Drinking, a healthy pleasure

BOOKS

Jan Snel, Professor at the University of Rotterdam and associate with ARISE (Associates for Research Into the Science of Enjoyment), has written a book on the simple pleasure of moderate drinking. He regards the feel-good factor as the basis for good health.

Moderate alcohol consumption is good for the heart. What is more, scientific research shows that an average of two glasses a day has all kinds of beneficial effects for the general state of health. Epidemiological research would seem to show that moderate alcohol consumption reduces the risk of health problems, gall stones, kidney stones, pancreatic cancer, gastric ulcers, non-Hodgkin’s lymphatic cancer, and benign prostate enlargement and prostate cancer, up to and including Parkinson’s disease. The underlying mechanisms of certain of these beneficial effects have since been decoded, inter alia the effects on the heart and the blood vessels, the effects on sudden death.
Moderate enjoyment of alcohol increases life expectancy. Most of the serious researchers will even admit that alcohol is the wellspring of these health-giving effects.

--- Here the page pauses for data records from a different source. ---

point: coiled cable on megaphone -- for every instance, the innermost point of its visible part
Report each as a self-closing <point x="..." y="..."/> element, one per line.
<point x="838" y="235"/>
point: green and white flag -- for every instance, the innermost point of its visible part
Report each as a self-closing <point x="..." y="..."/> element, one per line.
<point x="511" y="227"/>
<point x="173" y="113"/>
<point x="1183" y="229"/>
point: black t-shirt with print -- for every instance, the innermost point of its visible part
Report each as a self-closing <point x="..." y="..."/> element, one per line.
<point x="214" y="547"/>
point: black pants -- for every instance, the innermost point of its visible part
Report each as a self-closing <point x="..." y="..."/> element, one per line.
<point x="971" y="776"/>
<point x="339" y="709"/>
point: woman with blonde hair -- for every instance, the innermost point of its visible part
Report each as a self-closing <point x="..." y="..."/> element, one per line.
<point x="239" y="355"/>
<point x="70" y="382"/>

Others would prefer to find it in other substances, such as polyphenols, anti-oxidants, or even vitamin B6.

Happy hour

Well, if that’s all true, why aren’t these joy-joy substances available on the open market in pill form? So why, for example, don’t we just swallow an alcohol pill and prevent cardiovascular disease? According to Jan Snel, psychologist at the University of Amsterdam, there’s no real point. Because the health-giving effects of moderate drinking are not limited to physical well-being. Alcohol consumption also has a beneficial effect on cognitive and psychological health. The odd glass or two a day puts some lead in the old pencil; our older brothers, our older sisters, he says, remain socially more “with-it” – and therefore more self-reliant. A daily “happy hour” therefore has a significant psychological impact. Those of us who drink alcohol in moderation are usually more resilient as regards the slings and arrows. We “kvetch” less. We are less disposed to fling ourselves off high places. We enjoy a more rewarding, and a more fulfilled social life than do dry-as-dust non-drinkers or, indeed, excessive drinkers.
Scientists are rather disposed to seek the explanation for the beneficial effects of moderate alcohol consumption in ethanol, or in other substances. What they tend to overlook, however, is the reason why people like to drink a beer or two. We drink alcohol “for the hell of it”. Enquiries suggest that 60% of moderate drinkers drink because we like the nice taste. And the nice disinhibiting effects. It is more than possible that the feel-good factor, procured from moderate consumption, is behind the real health-giving result. That, at any rate, is the gospel according to Professor Jan Snel.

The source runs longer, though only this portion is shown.